This weekend is my sister's baby shower, which I am hosting (like the good sister that I am). Now to be honest, my mom has done most of the work so far. She bought the decor, is making the food, and ordered the cake. I did most of the invites. I'm planning the favors and the games... and by planning, I mean I haven't done it yet even though the party is three days away. It's not that I don't want to do these things. I've just been really, really busy.
I am, however, dreading the trip I'm making to Babies backwards R Us tomorrow. I bought most of her gift already and shipped it to her (she's flying in for the shower, so flying home with presents is kind of a problem), but I want to pick out a couple of small things for her to open at the shower. Like cute little clothes. I haven't been to the backwards R store since before I was TTC (or as I more inclusively call it now TTOB - trying to obtain baby), but I can tell you that the cute little baby section of normal stores makes me teary... let alone an entire store full of baby glory.
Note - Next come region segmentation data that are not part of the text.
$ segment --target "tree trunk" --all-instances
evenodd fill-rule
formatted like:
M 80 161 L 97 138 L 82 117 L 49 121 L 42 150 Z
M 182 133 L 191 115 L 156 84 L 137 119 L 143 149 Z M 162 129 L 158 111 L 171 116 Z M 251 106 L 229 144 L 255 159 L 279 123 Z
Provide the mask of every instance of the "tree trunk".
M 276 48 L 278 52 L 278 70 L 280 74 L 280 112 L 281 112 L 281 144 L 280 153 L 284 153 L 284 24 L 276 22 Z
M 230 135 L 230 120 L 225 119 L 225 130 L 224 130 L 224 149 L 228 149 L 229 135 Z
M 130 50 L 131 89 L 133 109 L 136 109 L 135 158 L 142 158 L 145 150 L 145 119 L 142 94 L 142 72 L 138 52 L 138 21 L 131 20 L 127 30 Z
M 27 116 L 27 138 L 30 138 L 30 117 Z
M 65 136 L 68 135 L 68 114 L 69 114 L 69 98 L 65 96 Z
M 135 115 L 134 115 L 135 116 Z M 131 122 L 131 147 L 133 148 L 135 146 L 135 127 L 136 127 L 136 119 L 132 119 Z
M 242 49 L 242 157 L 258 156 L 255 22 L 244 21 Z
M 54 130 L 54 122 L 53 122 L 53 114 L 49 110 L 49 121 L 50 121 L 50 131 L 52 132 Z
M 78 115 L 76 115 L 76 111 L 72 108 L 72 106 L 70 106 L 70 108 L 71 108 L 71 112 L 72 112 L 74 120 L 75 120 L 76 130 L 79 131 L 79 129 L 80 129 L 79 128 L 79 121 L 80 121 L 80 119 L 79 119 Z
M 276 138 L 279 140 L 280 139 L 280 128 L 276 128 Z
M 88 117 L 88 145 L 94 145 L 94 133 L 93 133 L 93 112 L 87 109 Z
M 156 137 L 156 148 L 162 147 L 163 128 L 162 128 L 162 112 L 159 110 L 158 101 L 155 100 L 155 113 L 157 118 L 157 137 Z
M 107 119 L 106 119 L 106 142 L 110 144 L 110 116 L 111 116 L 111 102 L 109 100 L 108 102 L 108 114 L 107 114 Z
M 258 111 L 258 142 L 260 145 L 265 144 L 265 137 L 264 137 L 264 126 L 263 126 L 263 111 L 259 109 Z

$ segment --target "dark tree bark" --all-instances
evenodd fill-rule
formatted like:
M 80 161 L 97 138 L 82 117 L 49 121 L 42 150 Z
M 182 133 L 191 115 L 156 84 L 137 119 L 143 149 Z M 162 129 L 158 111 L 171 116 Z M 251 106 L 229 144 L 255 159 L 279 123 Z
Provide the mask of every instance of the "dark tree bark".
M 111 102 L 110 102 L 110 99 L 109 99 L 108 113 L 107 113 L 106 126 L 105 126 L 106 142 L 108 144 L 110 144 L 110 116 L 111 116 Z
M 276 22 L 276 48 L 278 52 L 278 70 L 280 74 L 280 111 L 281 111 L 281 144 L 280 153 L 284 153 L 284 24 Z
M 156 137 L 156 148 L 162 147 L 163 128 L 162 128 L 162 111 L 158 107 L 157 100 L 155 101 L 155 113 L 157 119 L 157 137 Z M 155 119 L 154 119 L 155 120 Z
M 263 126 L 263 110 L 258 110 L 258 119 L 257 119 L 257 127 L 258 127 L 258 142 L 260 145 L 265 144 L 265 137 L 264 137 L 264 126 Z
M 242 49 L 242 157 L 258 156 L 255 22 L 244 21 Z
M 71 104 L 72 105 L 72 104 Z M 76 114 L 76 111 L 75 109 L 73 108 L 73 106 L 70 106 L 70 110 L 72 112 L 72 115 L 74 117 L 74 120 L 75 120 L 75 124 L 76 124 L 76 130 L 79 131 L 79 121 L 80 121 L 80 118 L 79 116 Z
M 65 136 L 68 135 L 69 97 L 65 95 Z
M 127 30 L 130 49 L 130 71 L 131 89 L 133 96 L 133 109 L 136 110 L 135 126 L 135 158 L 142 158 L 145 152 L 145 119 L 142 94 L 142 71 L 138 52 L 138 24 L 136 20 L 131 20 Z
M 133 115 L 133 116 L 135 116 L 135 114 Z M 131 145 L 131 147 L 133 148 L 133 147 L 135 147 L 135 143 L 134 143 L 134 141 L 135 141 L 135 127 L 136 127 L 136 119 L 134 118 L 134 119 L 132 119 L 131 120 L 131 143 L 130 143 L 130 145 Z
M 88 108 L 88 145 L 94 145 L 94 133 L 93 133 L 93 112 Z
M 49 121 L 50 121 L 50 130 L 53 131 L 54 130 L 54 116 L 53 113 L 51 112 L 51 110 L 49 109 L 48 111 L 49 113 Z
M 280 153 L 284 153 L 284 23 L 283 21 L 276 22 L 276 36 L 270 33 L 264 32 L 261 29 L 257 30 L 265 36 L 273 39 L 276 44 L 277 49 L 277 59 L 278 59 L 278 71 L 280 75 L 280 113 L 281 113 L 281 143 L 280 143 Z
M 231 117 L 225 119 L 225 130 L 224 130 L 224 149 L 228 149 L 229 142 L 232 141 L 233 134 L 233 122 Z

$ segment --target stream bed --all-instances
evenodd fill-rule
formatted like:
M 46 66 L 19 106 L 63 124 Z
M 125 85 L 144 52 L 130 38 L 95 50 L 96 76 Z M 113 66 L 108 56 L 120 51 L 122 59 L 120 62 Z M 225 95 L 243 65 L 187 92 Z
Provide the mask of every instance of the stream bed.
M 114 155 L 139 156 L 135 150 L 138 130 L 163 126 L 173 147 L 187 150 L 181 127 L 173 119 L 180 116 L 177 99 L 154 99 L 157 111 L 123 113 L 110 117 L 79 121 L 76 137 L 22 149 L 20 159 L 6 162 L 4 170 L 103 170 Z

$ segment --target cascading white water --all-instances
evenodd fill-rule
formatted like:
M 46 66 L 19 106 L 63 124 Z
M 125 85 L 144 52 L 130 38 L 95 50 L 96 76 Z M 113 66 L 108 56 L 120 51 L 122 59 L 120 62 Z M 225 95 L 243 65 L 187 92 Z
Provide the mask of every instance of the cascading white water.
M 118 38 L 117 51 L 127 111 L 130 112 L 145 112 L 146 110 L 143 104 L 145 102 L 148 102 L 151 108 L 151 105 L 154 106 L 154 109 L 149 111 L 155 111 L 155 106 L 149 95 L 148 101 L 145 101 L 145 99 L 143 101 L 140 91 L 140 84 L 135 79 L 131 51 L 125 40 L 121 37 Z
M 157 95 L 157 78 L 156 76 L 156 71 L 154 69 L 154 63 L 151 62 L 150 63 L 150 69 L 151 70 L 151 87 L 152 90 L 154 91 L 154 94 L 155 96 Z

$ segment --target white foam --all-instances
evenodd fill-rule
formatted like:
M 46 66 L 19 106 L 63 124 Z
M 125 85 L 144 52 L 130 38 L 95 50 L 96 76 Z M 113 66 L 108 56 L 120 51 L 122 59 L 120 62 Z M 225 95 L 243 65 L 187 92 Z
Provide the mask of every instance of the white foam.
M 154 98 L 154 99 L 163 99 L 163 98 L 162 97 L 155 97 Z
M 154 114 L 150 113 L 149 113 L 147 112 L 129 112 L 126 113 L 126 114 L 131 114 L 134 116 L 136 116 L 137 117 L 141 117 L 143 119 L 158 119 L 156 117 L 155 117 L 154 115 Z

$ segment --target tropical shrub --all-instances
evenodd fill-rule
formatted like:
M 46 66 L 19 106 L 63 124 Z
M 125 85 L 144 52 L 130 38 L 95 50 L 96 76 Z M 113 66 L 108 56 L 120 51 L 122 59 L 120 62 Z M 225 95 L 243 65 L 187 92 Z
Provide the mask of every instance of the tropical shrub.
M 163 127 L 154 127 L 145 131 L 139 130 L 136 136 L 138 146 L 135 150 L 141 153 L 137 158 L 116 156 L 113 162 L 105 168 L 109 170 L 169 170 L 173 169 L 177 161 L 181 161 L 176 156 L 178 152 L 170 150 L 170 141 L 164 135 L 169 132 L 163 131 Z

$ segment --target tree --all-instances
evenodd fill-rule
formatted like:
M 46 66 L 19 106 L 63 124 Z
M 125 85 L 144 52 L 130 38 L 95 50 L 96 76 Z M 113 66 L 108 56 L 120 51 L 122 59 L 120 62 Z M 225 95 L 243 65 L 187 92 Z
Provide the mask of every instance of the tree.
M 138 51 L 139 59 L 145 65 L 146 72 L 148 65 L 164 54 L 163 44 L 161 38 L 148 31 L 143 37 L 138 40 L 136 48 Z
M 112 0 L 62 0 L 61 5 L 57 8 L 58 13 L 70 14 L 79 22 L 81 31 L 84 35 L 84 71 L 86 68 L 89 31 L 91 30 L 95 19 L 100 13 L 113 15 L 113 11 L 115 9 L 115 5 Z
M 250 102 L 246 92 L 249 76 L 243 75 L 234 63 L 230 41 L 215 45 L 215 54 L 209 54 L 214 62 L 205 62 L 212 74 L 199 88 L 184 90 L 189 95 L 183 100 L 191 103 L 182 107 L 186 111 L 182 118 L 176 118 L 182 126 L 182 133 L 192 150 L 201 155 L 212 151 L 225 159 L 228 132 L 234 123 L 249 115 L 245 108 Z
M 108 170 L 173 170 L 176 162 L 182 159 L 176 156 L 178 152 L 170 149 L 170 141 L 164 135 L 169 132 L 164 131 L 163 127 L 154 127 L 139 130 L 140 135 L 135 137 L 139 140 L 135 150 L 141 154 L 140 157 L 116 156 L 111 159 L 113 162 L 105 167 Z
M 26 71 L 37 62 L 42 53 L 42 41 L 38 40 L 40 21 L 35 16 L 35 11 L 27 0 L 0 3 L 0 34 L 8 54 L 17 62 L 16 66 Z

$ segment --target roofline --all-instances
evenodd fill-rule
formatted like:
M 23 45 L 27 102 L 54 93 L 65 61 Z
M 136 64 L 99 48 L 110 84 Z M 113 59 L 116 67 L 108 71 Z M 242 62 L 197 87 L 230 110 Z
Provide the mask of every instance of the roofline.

Don't get me wrong. I'm super excited about our adoption and so that makes the pangs hurt much less. But I can't deny that I'm jealous of the ease other people in my life have in forming their families. This weekend, I'm not only throwing a baby shower for my sister but also seeing one of my good friends who is pregnant with her second. The last time I saw her I was pregnant too. This week my co-worker announced to a few people that she was pregnant. I used to be two weeks ahead of her. I'm not for a minute sorry that mrohkay and I are on the path we're on now. But I wish I didn't have the emotional scars from the previous paths. I don't think they've made me a better person.